Dr. Catalona’s Response to DaVinci Robotics

Categories: Fall 2006

“I do not believe the robotic prostatectomy is as safe a cancer operation as open radical prostatectomy.”

In my opinion, the robotic prostatectomy (often called the DaVinci prostatectomy) is not as effective as the traditional open prostatectomy for accomplishing sometimes competing goals of complete removal of cancer and preserving potency.

One of the reasons is that the robot lacks the “human touch” and it is not possible to appreciate how the prostate gland feels and how readily it separates from the nerves and other surrounding tissues. The robot does not handle the prostate gland as gently as the human hand does, and not infrequently the robot may puncture the capsule of the prostate, leading to positive surgical margins.

Another limitation is that with the robotic prostatectomy, the prostate is removed by burning it out with electrocautery or a so-called harmonic scalpel that cuts by heat, and if the heat is too near the nerves, it irreversibly damages them. Also, if the burning is too close to the prostate gland, it risks cutting into the prostate, resulting in positive surgical margins and possibly leaving cancer behind.

Advocates of robotic surgery say that there is less bleeding and greater magnification with robotic surgery. However, excellent magnification and visualization can be provided with open surgery, and with an experienced surgeon, few patients require blood transfusions from another person.

With robotic surgery, it is more difficult to suture and apply hemostatic clips quickly and it is more difficult to perform a lymph node dissection.

Enthusiasts of the robotic procedure claim it is “less invasive” and has a quicker recovery time. But actually it is more invasive because the surgeon has to go through the peritoneal cavity to get to the prostate (a more invasive approach associated for greater risk for injury to the bowel, major blood vessels, and the ureters and a greater risk for later intestinal obstruction from adhesions).  Usually 6 one-inch incisions are made for robotic surgery, while for open surgery, one 4 to 5 inch incision is made that does not enter into the peritoneal cavity. With the smaller incision now frequently used for open surgery, there is no material difference in the recovery time and return to normal activity. .  .

The complications with robotic prostatectomy are more serious than with open prostatectomy and they lead to more postoperative emergency room visits, more re-hospitalizations, and more re-operations.

I believe that with the robotic or laparoscopic prostatectomy, the patient and the surgeon have to make more of a stark choice between removing all of the cancer or preserving the nerves to maintain potency.  I believe that there is a greater likelihood of accomplishing both objects with the increased access provided by the open approach.

Most importantly, however, the robotic prostatectomy has no track record in terms of long-term cancer control.  If small amounts of cancer are left behind, it may not become apparent for years.

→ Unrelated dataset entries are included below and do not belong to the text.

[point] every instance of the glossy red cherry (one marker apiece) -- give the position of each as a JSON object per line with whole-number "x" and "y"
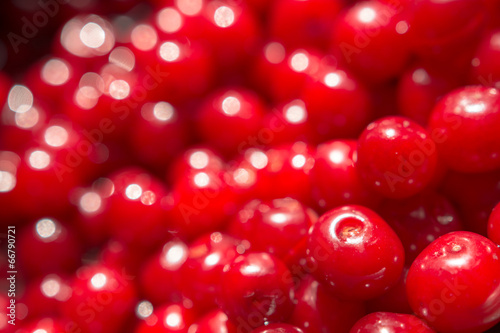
{"x": 396, "y": 157}
{"x": 381, "y": 322}
{"x": 355, "y": 234}
{"x": 48, "y": 246}
{"x": 278, "y": 328}
{"x": 157, "y": 134}
{"x": 420, "y": 220}
{"x": 303, "y": 23}
{"x": 164, "y": 266}
{"x": 453, "y": 284}
{"x": 101, "y": 299}
{"x": 485, "y": 70}
{"x": 168, "y": 318}
{"x": 230, "y": 120}
{"x": 213, "y": 322}
{"x": 419, "y": 89}
{"x": 256, "y": 290}
{"x": 494, "y": 225}
{"x": 464, "y": 124}
{"x": 202, "y": 271}
{"x": 137, "y": 209}
{"x": 338, "y": 105}
{"x": 317, "y": 310}
{"x": 274, "y": 227}
{"x": 335, "y": 178}
{"x": 370, "y": 40}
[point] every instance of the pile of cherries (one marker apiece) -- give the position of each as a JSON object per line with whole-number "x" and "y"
{"x": 239, "y": 166}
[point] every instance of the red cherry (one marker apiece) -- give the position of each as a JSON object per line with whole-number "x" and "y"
{"x": 230, "y": 120}
{"x": 419, "y": 89}
{"x": 335, "y": 178}
{"x": 274, "y": 227}
{"x": 494, "y": 225}
{"x": 396, "y": 157}
{"x": 101, "y": 300}
{"x": 453, "y": 284}
{"x": 420, "y": 220}
{"x": 202, "y": 271}
{"x": 355, "y": 234}
{"x": 158, "y": 133}
{"x": 303, "y": 23}
{"x": 137, "y": 210}
{"x": 47, "y": 246}
{"x": 485, "y": 70}
{"x": 213, "y": 322}
{"x": 370, "y": 38}
{"x": 338, "y": 105}
{"x": 381, "y": 322}
{"x": 256, "y": 291}
{"x": 316, "y": 310}
{"x": 164, "y": 266}
{"x": 278, "y": 328}
{"x": 166, "y": 319}
{"x": 464, "y": 124}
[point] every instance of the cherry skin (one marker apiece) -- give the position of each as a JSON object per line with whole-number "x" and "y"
{"x": 371, "y": 41}
{"x": 160, "y": 267}
{"x": 213, "y": 322}
{"x": 278, "y": 328}
{"x": 380, "y": 322}
{"x": 229, "y": 119}
{"x": 302, "y": 23}
{"x": 168, "y": 318}
{"x": 355, "y": 234}
{"x": 317, "y": 310}
{"x": 494, "y": 225}
{"x": 48, "y": 246}
{"x": 202, "y": 271}
{"x": 419, "y": 220}
{"x": 338, "y": 104}
{"x": 274, "y": 227}
{"x": 335, "y": 178}
{"x": 260, "y": 275}
{"x": 158, "y": 133}
{"x": 465, "y": 127}
{"x": 396, "y": 157}
{"x": 101, "y": 300}
{"x": 453, "y": 284}
{"x": 419, "y": 89}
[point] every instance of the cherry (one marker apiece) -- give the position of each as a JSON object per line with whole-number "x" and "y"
{"x": 370, "y": 38}
{"x": 48, "y": 246}
{"x": 215, "y": 321}
{"x": 101, "y": 299}
{"x": 158, "y": 134}
{"x": 472, "y": 113}
{"x": 278, "y": 328}
{"x": 419, "y": 88}
{"x": 316, "y": 310}
{"x": 230, "y": 119}
{"x": 494, "y": 225}
{"x": 274, "y": 227}
{"x": 419, "y": 220}
{"x": 350, "y": 234}
{"x": 256, "y": 290}
{"x": 380, "y": 322}
{"x": 407, "y": 162}
{"x": 202, "y": 271}
{"x": 453, "y": 284}
{"x": 302, "y": 23}
{"x": 338, "y": 104}
{"x": 335, "y": 178}
{"x": 165, "y": 319}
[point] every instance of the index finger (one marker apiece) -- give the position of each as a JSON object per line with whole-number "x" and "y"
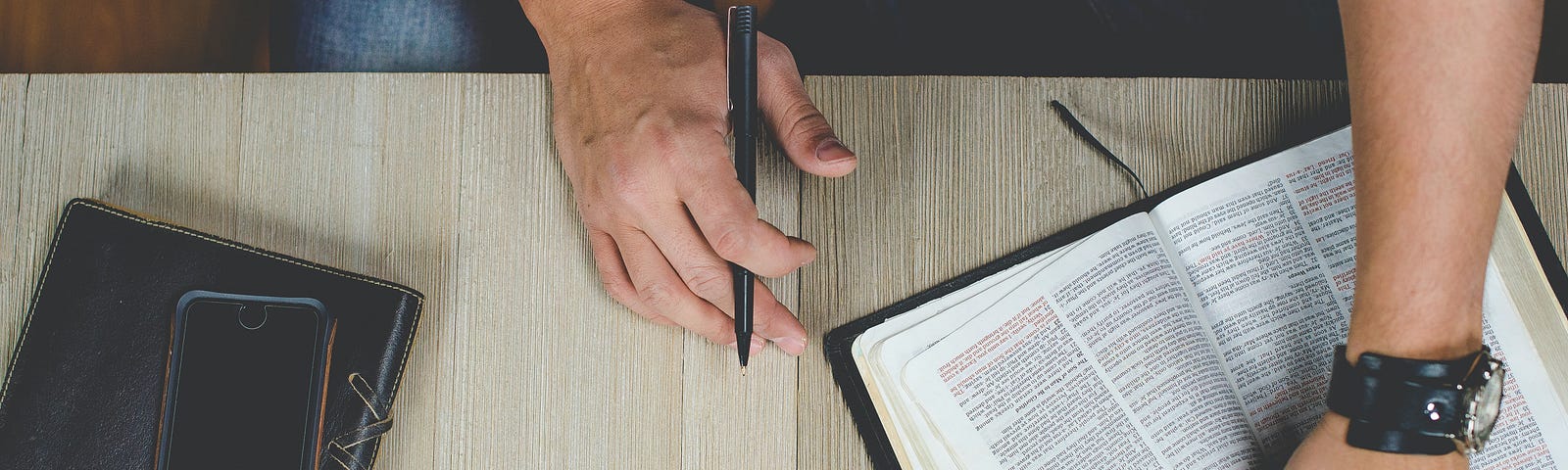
{"x": 729, "y": 223}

Patients sometimes tell me that they know someone who underwent a robotic prostatectomy a few months ago and seems to be doing fine. However, the final outcome of the operation may not become apparent for up to 10 years. Thus, long-term cancer cure rates are needed before one can truly evaluate the effectiveness of the operation.

In sum, I do not believe the robotic prostatectomy is as safe a cancer operation as open radical prostatectomy, and I do not believe that nerve-sparing can be as readily or safely accomplished.

For patients, the most important outcomes of radical prostatectomy are: Is he cured of his cancer?  Is he continent?  Can he have erections sufficient for intercourse?

These questions have been well documented for open prostatectomy.  The jury is still out with laparoscopic/robotic prostatectomy.

The most important factor is the surgeon and not the technique.